The CIC subsequently ruled that stock exchanges should come under the Act. The bourses challenged the order.
Tejesh Chitlangi, partner at IC Legal, said the manner in which stock exchanges are constituted, the quasijudicial powers they exercise over their members and keeping in view their exclusive mandate to enable securities market trades by the public, they should be open to the RTI.
“These institutions cater to the public at large, have been construed as ‘State’ vide judicial pronouncements and should, therefore, be willing to be more transparent in their functioning,” he said.
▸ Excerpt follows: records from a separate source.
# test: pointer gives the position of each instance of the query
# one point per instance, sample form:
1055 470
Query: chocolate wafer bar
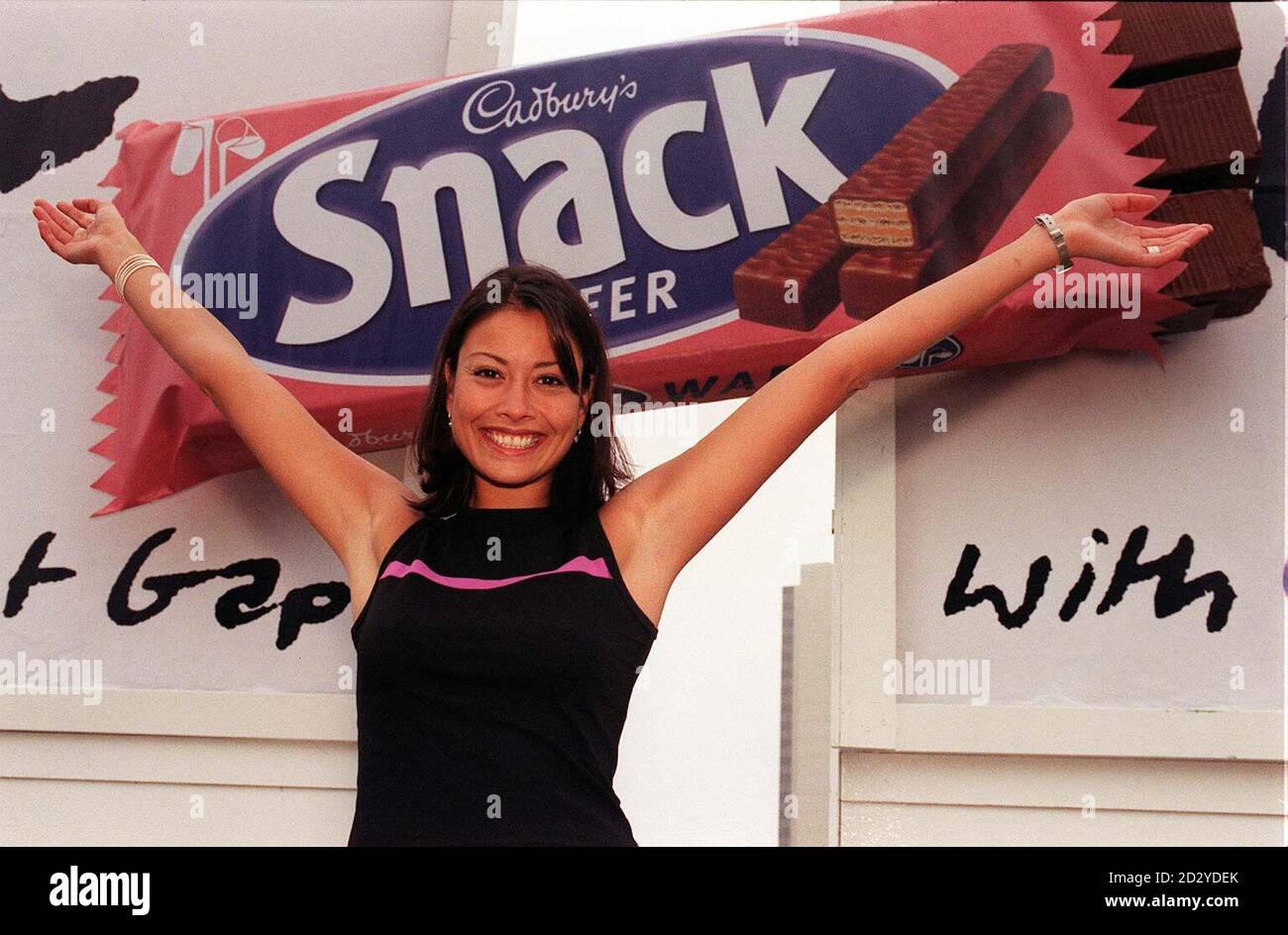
1167 40
1201 120
875 278
791 282
898 198
1227 272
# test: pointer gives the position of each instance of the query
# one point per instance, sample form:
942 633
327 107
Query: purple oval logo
644 176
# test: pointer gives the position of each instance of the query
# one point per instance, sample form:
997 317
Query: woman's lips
511 453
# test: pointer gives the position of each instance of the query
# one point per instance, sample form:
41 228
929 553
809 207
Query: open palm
1093 230
77 231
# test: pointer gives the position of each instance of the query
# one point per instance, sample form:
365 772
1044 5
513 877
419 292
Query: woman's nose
515 403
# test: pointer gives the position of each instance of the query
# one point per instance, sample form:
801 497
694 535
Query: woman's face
513 414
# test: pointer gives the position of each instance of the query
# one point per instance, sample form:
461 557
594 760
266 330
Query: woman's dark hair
595 468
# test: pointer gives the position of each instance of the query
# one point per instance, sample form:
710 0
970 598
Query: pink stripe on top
580 565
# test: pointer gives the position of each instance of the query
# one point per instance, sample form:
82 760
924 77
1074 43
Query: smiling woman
522 363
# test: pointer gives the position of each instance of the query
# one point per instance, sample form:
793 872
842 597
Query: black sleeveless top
496 659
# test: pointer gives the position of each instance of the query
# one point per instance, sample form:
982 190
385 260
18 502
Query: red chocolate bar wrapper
898 198
793 281
165 434
875 278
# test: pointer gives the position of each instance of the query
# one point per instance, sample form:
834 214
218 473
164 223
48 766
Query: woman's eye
484 371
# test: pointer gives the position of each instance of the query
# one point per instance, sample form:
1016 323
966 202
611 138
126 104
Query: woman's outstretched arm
682 504
336 489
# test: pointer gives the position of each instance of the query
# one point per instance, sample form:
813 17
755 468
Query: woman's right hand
85 231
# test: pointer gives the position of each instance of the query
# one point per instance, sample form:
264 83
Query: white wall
239 777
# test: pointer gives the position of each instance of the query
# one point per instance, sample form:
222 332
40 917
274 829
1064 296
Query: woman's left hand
1093 230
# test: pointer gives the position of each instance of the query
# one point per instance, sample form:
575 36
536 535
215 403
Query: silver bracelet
132 264
1048 224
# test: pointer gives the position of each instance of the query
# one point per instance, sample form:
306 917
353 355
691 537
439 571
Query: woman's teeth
513 442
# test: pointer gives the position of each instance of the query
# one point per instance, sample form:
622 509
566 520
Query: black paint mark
1267 197
1173 592
299 608
30 573
67 124
166 586
958 599
236 607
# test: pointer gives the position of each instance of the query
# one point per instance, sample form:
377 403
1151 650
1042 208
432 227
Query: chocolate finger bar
1199 121
1227 274
903 193
1167 40
875 278
791 282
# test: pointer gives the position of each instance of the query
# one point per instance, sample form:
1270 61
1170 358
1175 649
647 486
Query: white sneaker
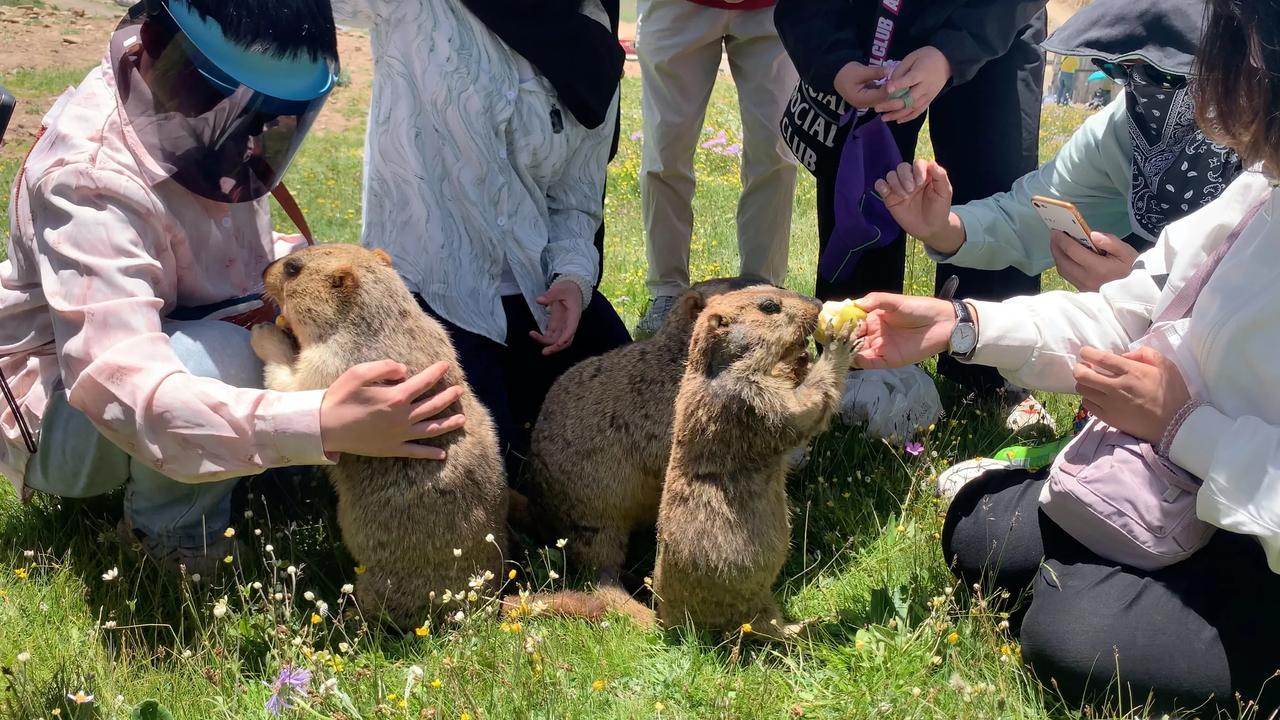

Arun Kumar Agarwal, a Bengaluru- based lawyer, noted that even schools and colleges were subject to the RTI Act. There should be no reason for market institutions to not be transparent in the same way, considering the important role they play.
Another key market institution, the venerable UTI, too chooses to keep itself out of the ambit. It spokesman said a petition ( no 1968 of 2008) was filed before the Bombay HC against an August 6, 2008, order of the CIC, deciding UTI Asset Management Company was a public Authority as defined under the Act. The HC had on September 10, 2008, stayed the order. “ The petition is pending for final hearing, which will be heard in due course,” said the spokesperson.
The commodity exchanges have also kept themselves out of the ambit. Emails to the Multi Commodity Exchange of India and the National Commodity & Derivatives Exchange (NCDEX), the two largest ones, remained unanswered.
The Central Information Commissioner, interestingly, had kept commodity exchanges out of the purview of the Act, through an order dated February 8, 2010.
“Despite the fact that 46 per cent of the equity capital of NCDEX is held by public sector units ( which, no doubt, are public authorities)…( NCDEX) cannot be said to be ‘ public authority’, as there has been no direct or indirect funding by an appropriate government,” was the decision.
The RTI Act will have completed 10 years in 2015.